- Flipkart has introduced partial payments for its customers and sellers.
- It will allow customers to pay a part of the total amount and rest later on delivery.
- Flipkart has informed its sellers that the new method will go in place soon.
Flipkart is rolling out a new payment system for customers that is aimed at reducing the number of returns and cancellations on its e-commerce platform. The Walmart-owned company is piloting partial payments that would allow customers to pay the total amount partly for a product while ordering it and the rest at the time of delivery. Since only a part of the total amount will be collected via the Cash on Delivery (CoD) mode, it will be easier for Flipkart to streamline refunds and cancellations of such orders.
According to Flipkart, the CoD is still the most used payment method, despite the steep rise in online transaction ever since the pandemic hit businesses and caused consumer's buying habits to change drastically. Not only CoD allows customers to skip the nuances of online payments, for which one has to be extremely careful, but it also lets them make the payment after the product has reached them. But it is not very viable for sellers and e-commerce companies for when a product has to be returned as the entire process costs more than the original offline transaction.

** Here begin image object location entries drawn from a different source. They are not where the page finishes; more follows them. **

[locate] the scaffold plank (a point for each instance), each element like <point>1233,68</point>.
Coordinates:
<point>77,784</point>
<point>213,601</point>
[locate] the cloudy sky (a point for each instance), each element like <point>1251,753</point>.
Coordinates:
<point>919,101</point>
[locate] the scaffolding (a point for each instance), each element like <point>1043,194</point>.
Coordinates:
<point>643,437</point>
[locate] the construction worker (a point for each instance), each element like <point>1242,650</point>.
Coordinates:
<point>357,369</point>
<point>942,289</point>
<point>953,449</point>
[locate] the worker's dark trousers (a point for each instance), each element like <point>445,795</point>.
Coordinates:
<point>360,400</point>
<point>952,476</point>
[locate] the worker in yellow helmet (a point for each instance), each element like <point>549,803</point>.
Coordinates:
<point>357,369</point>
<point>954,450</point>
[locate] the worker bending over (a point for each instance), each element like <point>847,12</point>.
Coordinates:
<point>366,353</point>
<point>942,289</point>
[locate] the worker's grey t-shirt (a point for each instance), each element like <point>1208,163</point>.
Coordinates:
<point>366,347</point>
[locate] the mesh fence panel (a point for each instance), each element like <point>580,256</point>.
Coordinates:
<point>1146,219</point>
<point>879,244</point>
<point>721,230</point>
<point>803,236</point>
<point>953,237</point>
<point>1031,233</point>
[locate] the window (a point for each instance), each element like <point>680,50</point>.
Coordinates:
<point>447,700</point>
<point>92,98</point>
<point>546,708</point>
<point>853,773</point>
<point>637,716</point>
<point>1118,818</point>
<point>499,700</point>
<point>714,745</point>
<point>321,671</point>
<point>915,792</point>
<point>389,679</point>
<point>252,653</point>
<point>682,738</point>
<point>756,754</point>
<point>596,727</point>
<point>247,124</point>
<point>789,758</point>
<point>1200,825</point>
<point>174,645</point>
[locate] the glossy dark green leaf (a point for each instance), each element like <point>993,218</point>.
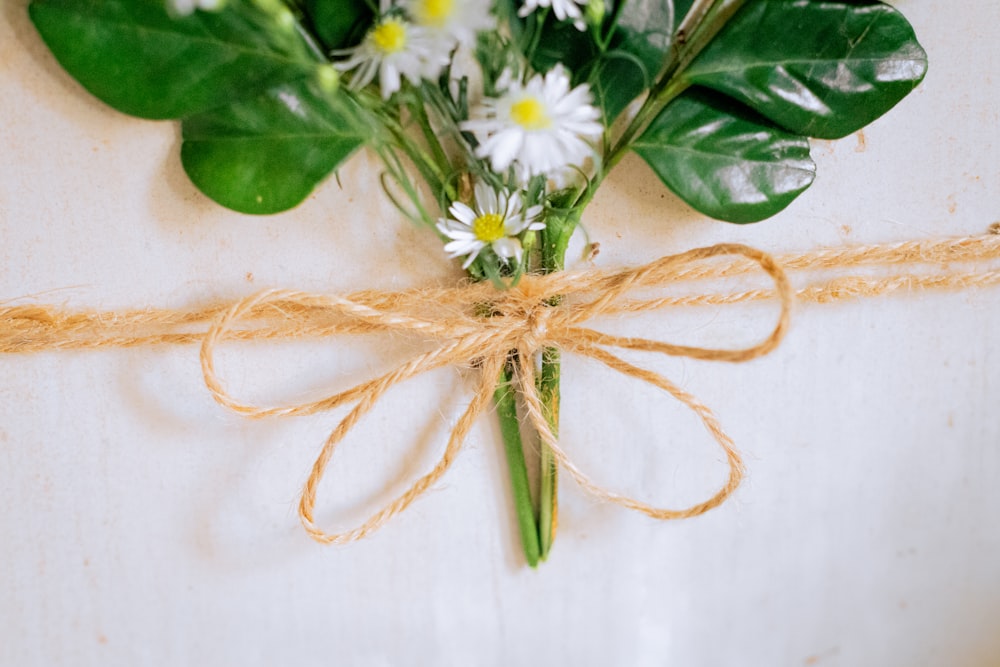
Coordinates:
<point>820,69</point>
<point>725,160</point>
<point>266,155</point>
<point>339,23</point>
<point>136,57</point>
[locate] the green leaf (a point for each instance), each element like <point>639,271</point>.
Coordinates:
<point>620,69</point>
<point>339,23</point>
<point>266,155</point>
<point>136,57</point>
<point>820,69</point>
<point>723,159</point>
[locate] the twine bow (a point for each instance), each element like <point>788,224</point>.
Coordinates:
<point>520,323</point>
<point>477,325</point>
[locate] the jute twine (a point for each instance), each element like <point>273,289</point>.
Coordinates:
<point>476,325</point>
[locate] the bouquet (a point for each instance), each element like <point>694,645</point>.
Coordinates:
<point>496,122</point>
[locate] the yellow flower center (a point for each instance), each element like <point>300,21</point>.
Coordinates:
<point>434,13</point>
<point>530,114</point>
<point>488,227</point>
<point>389,36</point>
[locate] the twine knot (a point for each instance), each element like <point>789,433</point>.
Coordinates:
<point>537,327</point>
<point>475,325</point>
<point>546,311</point>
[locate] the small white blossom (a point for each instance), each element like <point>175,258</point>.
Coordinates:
<point>394,48</point>
<point>563,9</point>
<point>455,21</point>
<point>496,221</point>
<point>540,127</point>
<point>187,7</point>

In an email, Flipkart informed its sellers about the new payment option that will help them "enjoy higher unit/GMV growth while ensuring that cancellations are low." The screenshots of the email were shared by the All India Online Vendors Association (AIOVA), which termed the move a "masterstroke" of Flipkart. The body said partial payments can reduce the price of serving consumers by 2 to 3 per cent as the current loss for undelivered items is factored as a loss to the seller. It has compared the move with the payment systems currently operational in the e-commerce ecosystem in the US and Europe.

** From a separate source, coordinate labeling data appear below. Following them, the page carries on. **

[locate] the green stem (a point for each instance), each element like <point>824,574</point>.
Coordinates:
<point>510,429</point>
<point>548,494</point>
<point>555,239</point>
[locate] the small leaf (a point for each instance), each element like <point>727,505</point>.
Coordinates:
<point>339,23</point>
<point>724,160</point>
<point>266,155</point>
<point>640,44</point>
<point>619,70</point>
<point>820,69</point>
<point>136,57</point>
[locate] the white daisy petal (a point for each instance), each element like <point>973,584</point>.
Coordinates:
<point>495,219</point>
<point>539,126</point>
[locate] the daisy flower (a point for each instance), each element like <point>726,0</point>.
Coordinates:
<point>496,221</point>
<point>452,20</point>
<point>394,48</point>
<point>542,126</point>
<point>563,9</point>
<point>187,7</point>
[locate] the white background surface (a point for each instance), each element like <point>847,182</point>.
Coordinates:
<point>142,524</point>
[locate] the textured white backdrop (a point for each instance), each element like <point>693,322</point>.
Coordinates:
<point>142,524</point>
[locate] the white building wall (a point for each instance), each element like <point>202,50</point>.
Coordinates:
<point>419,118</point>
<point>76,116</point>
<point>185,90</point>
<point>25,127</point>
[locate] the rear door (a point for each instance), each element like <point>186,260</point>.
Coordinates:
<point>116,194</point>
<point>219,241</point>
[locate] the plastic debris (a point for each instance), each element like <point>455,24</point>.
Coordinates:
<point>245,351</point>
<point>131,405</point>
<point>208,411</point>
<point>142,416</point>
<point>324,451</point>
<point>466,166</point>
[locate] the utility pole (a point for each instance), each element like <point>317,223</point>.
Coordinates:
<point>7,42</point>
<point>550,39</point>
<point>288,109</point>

But while Flipkart's new strategy to cut down on the cancellation rate is welcoming for the e-commerce sector, it presents a different, and rather underwhelming, picture of India's digital payments space. The total digital payments made using the UPI method alone were 8.74 billion in June. Now, despite such a huge number for the UPI-based transactions, which are largely accepted on Flipkart and other e-commerce platforms, a massive chunk of India's population prefers the conventional cash system. India's metropolitan and tier-I cities are the biggest drivers in the high adoption rate of digital payments, while the tier-II and tier-III cities are lagging behind due to manifold reasons.
For starters, the Internet connectivity is still not as much reliable in such areas as it is in hugely-populated and metro cities. And even if there is connectivity, the devices required for making such transactions are not quite understood by the population. Moreover, online payment methods need these people to learn a new method that is unfamiliar to them in all aspects. Having a credit card, a debit card, or a UPI address is not common for many people, leading to a low rate of adoption of online payments. The populace of India's tier-II and tier-III cities are still struggling to trust online payments as an option to purchase goods and lessen their dependence on hard cash.